All we know about the gown from the book is that it is white silk and adorned with coral (two pins in her hair, her sleeves looped up with coral strings, and a coral necklace.) There’s no firm date given for the events of the book, but I’m dating this gown to 1852, based on this page, which makes it sound as if the strike in the book was based on the historical strike at Preston in 1853, a year before the book began to be serialized. Then, this was the gown that Margaret also wore for her cousin’s wedding, which was at the beginning of the book. It’s an inconvenient date — right there between the Regency gowns and the hoopskirt at its height. I used this page for reference, mostly.

It may sound like the book is some sort of Civil War drama, but it refers instead to the differences between the slow-paced farming communities of the south of England and the upstart industrial cities of the north. For this reason I found it a rather odd book somehow; it starts off with a wedding, a silly mother, a pastor father, a suitor for Margaret and a good bit of walking, gardening and drawing, and we Jane Austen fans think “Oh, I know where this is going.”

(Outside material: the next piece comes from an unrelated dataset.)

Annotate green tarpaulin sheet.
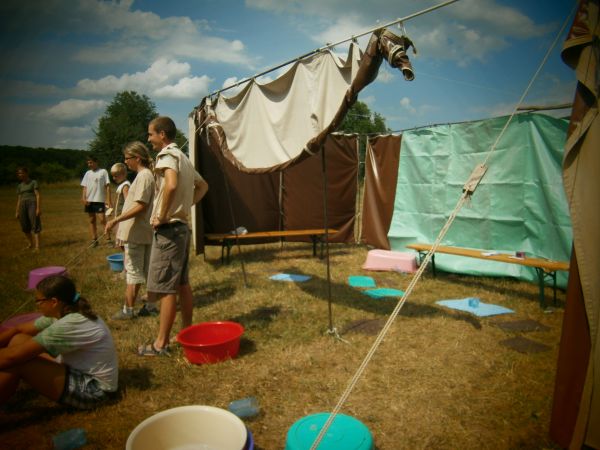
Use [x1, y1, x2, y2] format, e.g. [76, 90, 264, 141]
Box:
[388, 113, 572, 287]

(Unrelated: while chatting with a woman working at the bookstore the other day, she told us she had been talking to someone who lamented, in all seriousness, that Jane Austen hadn’t written anything lately.)

But just as the reader is getting acquainted with Helstone and its inhabitants and charms, there’s a crisis: Margaret’s father loses his faith in some way, enough that he feels that he must renounce his living and find other employment. This revelation is never truly explored in the book, as Margaret seems rather afraid to ask for any more details, and instead throws herself into the mundane details needed to keep the family together. So they move to Milton, a factory town, and her father becomes a private tutor. And all of a sudden, this book which had seemed to promise a lightly romantic comedy of manners, brings in questions of religious faith, chapters upon chapters of class conflict, lingering illness, murder, deception, lies, grave misunderstandings and lots and lots of death. (And why the one character I would have liked to see die never quite made it there, I have no idea.) This is all separate from the story of Margaret’s love interest, which is its own little torment; they must spend thirty chapters thinking of each other, misunderstanding each other, and being miserable, before it is all finally resolved in the last page of the book.

I enjoyed it thoroughly, even with the heaps of melodrama, as Margaret herself is a fascinating and admirable heroine, and the depiction of the class conflict is easily more important than the romance. The strike, the union and the millowners are all treated evenly and sympathetically, and the inclusion of such themes makes the novel so unique.